¿Puede un equipo estar en crisis apenas unos partidos antes del inicio de la conferencia?

UCLA está probando esa posibilidad dado lo que sucedió aquí el martes por la noche como parte de una tendencia a la baja más amplia.

Sin uno de sus mejores jugadores, con el portero Skyy Clark fuera de juego por una lesión en el tendón de la corva, los Bruins también fueron deficientes en muchas otras áreas.

Defensa. Corazón. Dureza. Cohesión. Inteligencia.

En un juego que los Bruins necesitaban ganar para volver a encarrilar su temporada y tener una posibilidad realista de terminar en la élite del Big Ten, fracasaron una vez más.

Otra terrible primera mitad llevó a otra remontada fallida de UCLA. una derrota 80-72 en Wisconsin el martes por la noche en el Kohl Center, dejando a los Bruins en busca de respuestas que parecen difíciles de alcanzar.

Hubo una escaramuza cuando faltaban 10 segundos cuando Eric Dailey Jr. de UCLA empujó a Nolan Winter de Wisconsin después de absorber una falta grave, lo que obligó a un grupo de jugadores a congregarse a lo largo de la línea de fondo. Winter recibió una falta flagrante de 1 y Dailey recibió una falta técnica que fue compensada por una falta técnica sobre el base de los Badgers, Nick Boyd.

Lo único que podían celebrar los Bruins era no darse por vencidos.

Gracias a una ráfaga de canastas de Dailey y un triple de Trent Perry que rompió el inicio de 0 de 14 de su equipo desde larga distancia, UCLA se acercó 63-56 a mitad de la segunda mitad. Lo que hizo que la reacción de los Bruins fuera aún más improbable fue que se debió en gran medida al máximo anotador Tyler Bilodeau en el banquillo con cuatro faltas.

Pero Wisconsin respondió con cinco puntos seguidos y los Bruins (10-5 en general, 2-2 Diez Grandes) nunca representó otra amenaza en el camino hacia una segunda derrota consecutiva.

Dailey anotó 18 puntos pero falló sus cinco triples, lo cual encaja en un equipo que acertó sólo 1 de 17 tiros (5,9 por ciento) desde larga distancia. Bilodeau añadió 16 puntos y Perry 15.

Boyd anotó 20 puntos para liderar a los Badgers (10-5, 2-2), quienes ganaron en gran medida gracias a su volumen de triples, acertando 10 de 30 intentos (33,3%) desde más allá del arco.

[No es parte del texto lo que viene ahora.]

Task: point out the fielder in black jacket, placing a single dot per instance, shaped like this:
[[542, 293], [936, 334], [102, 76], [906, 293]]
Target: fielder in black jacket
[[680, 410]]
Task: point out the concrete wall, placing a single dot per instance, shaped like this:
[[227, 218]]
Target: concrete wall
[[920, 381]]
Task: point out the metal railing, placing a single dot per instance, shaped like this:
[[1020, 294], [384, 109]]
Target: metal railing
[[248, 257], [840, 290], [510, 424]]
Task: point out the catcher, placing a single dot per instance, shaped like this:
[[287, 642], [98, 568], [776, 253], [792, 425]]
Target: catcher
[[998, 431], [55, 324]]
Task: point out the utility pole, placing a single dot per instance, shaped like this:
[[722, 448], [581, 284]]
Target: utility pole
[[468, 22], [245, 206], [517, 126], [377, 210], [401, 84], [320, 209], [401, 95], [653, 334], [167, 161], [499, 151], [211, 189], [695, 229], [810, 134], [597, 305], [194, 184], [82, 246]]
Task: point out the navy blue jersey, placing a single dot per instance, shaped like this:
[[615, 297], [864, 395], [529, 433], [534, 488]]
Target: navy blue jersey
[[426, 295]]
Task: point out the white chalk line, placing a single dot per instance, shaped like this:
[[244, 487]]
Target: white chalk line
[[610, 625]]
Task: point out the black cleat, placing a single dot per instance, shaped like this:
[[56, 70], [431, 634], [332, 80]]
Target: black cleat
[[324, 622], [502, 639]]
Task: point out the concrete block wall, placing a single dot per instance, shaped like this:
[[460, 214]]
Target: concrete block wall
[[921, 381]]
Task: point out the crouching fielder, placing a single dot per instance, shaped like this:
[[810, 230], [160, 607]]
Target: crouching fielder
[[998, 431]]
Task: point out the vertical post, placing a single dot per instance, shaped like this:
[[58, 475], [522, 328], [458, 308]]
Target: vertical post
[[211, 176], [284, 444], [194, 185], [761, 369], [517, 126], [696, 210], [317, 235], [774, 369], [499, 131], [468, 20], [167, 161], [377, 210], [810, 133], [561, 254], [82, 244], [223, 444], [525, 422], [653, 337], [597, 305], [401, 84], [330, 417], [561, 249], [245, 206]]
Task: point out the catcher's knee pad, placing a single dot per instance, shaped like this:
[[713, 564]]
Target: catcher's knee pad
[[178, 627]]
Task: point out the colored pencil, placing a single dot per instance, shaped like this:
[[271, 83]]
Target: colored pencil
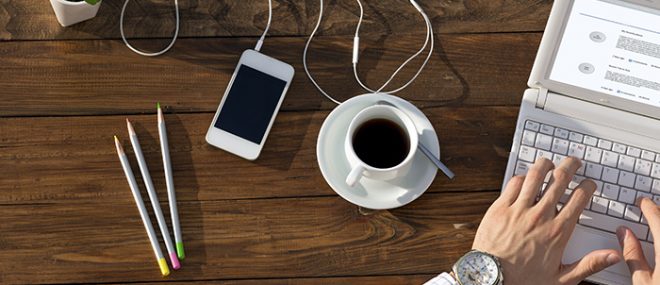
[[169, 180], [141, 208], [153, 196]]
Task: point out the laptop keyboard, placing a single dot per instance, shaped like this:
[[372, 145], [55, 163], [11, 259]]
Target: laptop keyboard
[[622, 174]]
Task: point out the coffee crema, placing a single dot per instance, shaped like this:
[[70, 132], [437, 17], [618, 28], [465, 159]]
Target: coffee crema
[[381, 143]]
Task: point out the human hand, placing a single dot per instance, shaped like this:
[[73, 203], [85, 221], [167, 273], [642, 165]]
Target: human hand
[[529, 238], [642, 273]]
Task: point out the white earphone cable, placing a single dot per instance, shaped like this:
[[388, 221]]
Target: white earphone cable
[[309, 40], [429, 37], [263, 36], [123, 37], [356, 43], [176, 30]]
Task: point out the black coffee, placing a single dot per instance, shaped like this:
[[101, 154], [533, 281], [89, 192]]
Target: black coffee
[[381, 143]]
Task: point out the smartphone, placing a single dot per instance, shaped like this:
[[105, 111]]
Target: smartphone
[[251, 102]]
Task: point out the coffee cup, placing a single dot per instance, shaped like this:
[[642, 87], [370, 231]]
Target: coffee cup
[[380, 144]]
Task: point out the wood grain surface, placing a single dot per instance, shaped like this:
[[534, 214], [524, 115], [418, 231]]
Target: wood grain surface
[[67, 215], [73, 159], [34, 20], [104, 77], [263, 238]]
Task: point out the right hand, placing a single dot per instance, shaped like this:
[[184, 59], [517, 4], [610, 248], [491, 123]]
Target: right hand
[[642, 273]]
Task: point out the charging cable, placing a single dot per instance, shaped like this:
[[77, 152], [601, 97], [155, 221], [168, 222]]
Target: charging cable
[[176, 30], [123, 37], [355, 58]]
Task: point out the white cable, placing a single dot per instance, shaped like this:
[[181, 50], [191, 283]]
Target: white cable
[[309, 75], [356, 43], [123, 37], [429, 36], [263, 36]]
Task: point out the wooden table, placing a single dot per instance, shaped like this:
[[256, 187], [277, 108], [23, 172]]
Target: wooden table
[[66, 212]]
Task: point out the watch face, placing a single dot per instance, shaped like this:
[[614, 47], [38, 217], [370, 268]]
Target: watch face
[[477, 269]]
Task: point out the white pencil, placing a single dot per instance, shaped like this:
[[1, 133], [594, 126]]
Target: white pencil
[[169, 180], [153, 196], [143, 211]]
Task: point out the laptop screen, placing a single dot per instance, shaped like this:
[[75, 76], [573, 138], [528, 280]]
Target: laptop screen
[[612, 49]]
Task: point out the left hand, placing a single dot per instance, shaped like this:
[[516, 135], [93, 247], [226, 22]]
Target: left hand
[[529, 237]]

Al revelar una actuación sofocada y desafiada defensivamente, UCLA jugó como si estuviera tratando de superar su terrible actuación en la primera mitad contra Iowa tres días antes.

No ayudó que los Bruins tuvieran escasez de personal.

Como Clark no estaba disponible, el entrenador de UCLA, Mick Cronin, recurrió a Perry y cambió a una alineación más pequeña con el delantero Brandon Williams junto a Bilodeau como hombres grandes.

Durante los primeros 10 minutos, se sintió como una repetición de la aplastante victoria de Wisconsin sobre UCLA en el torneo Big Ten de marzo pasado. Los Badgers acertaron siete de 11 triples antes de construir una ventaja de 20 puntos a mitad de la primera mitad mientras Cronin continuamente modificaba su alineación, tratando de encontrar una combinación ganadora.

Nunca llegó.

Probó con el centro suplente Steven Jamerson II durante poco más de un minuto antes de tirar de él después de que Jamerson cometiera una falta. Puso al suplente Jamar Brown y lo sacó después de que Brown cedió un gol de campo y dejó caer un pase fuera del campo para perder el balón. El portero suplente Eric Freeny también tuvo su oportunidad y anotó tres puntos.

Wisconsin tomó la delantera con una racha inicial de 13-0 y casi empató con una racha separada de 11-0. Luego, los Bruins perdieron a Perry por el resto de la primera mitad después de que se golpeó la barbilla mientras se lanzaba hacia una pelota suelta, golpeando la cancha con frustración con un puño cerrado antes de sujetar una toalla con fuerza contra su barbilla lesionada durante un tiempo muerto. (Regresó en la segunda mitad con un fuerte vendaje).

Justo cuando parecía que las cosas no podían empeorar, lo hicieron. Williams salió cojeando de la cancha con calambres al final de la primera mitad y los Bruins no lograron derrotar a Andrew Rohde de Wisconsin en dos posesiones, lo que provocó un retroceso y dos tiros libres después de que fuera víctima de otro intento de derribo.

UCLA casi parecía afortunada de estar solo 45-31 a mitad del juego, aunque estar a punto de ceder 90 puntos no podría haber complacido a un entrenador conocido por su defensa.

Otra remontada fallida no mejoró las cosas.